Plums are plentiful along the trail in several varieties.

There is an elderly couple that walks at the same time we do. The man said that he was told the origin of the fruit trees is related to the fact that our section of the trail runs along an old railroad right-of-way. The Red Electric Railroad was a commuter train that ran in the early part of the 20th century and the passengers would bring their lunches onboard and toss pits from fruit out the open windows. I wonder if that is true. It's a charming story and many of the fruit trees along the trail appear to be quite old. This mossy, old apple tree, with its gnarly apples seems like a relic of a bygone era for sure.

This one looks like a more modern variety.

Pear tree. This reminds me of that William Morris tapestry of pears.

The most ubiquitous fruit on the trail, indeed in the state of Oregon, are the blackberries that no one planted. They would cover every inch of soil between here and the Pacific Ocean if not controlled. The most beautiful grow just out of reach, with a vicious, thorny bramble between you and the luscious fruit.

I managed to reach a few, which went directly into my mouth. MMMMmmmm. They are so delicious.

In addition to the lovely edible fruits there are beautiful ornamental fruits. The Woody Nightshade is a jewel-like red, but quite poisonous.
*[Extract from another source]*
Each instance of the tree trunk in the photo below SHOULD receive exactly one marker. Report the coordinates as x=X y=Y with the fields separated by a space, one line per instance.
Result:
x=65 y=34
Below are Cherry Laurel. One source I found on the internet said they are also poisonous to humans. Another source said they were not poison, but tasted "insipid". Either way, I think I'll pass. They are sure handsome though, aren't they?

And last I leave you with the Oregon State Flower, the Oregon Grape. Not really a grape at all, the leaves look quite a lot like holly and the berries are a lovely dusty blue-purple. They are edible, don't taste very good, but many parts of the plant are used medicinally.

All that color! It was inspiring today.


  1. Anonymous4:46 AM

    This walk would be my idea of heaven.
    Free Fruit! I feel fully justified in my habit of driving along and flinging seeds and pits of all kinds out the passenger window as I drive. Somehow, someday a tree will bear fruit and I made it possible.

    Deb L.

  2. What a fun walk!!! Thank you for sharing.

  3. Anonymous10:12 AM

    I remember Grandpa Howard telling us that that big ol' peach tree in their yard in Ashland was from a pit that he had flung out the kitchen window. I believed him--things just grow like crazy in Oregon.
    Hmmm. Now I'm craving some of Grandma's peach preserves!
    Beautiful pictures--I'd love to be strolling through the trees with you today.

  4. That woody nightshade looks just like a cherry tomato! But then tomatoes are in the same family. Thank you for such an interesting post.

  5. All that fruit along the trail; I love it.

    Squirrels (and jays) love my backyard plum tree, too. I go to pick up a ripe windfall, and... it's already been sampled, dammitall.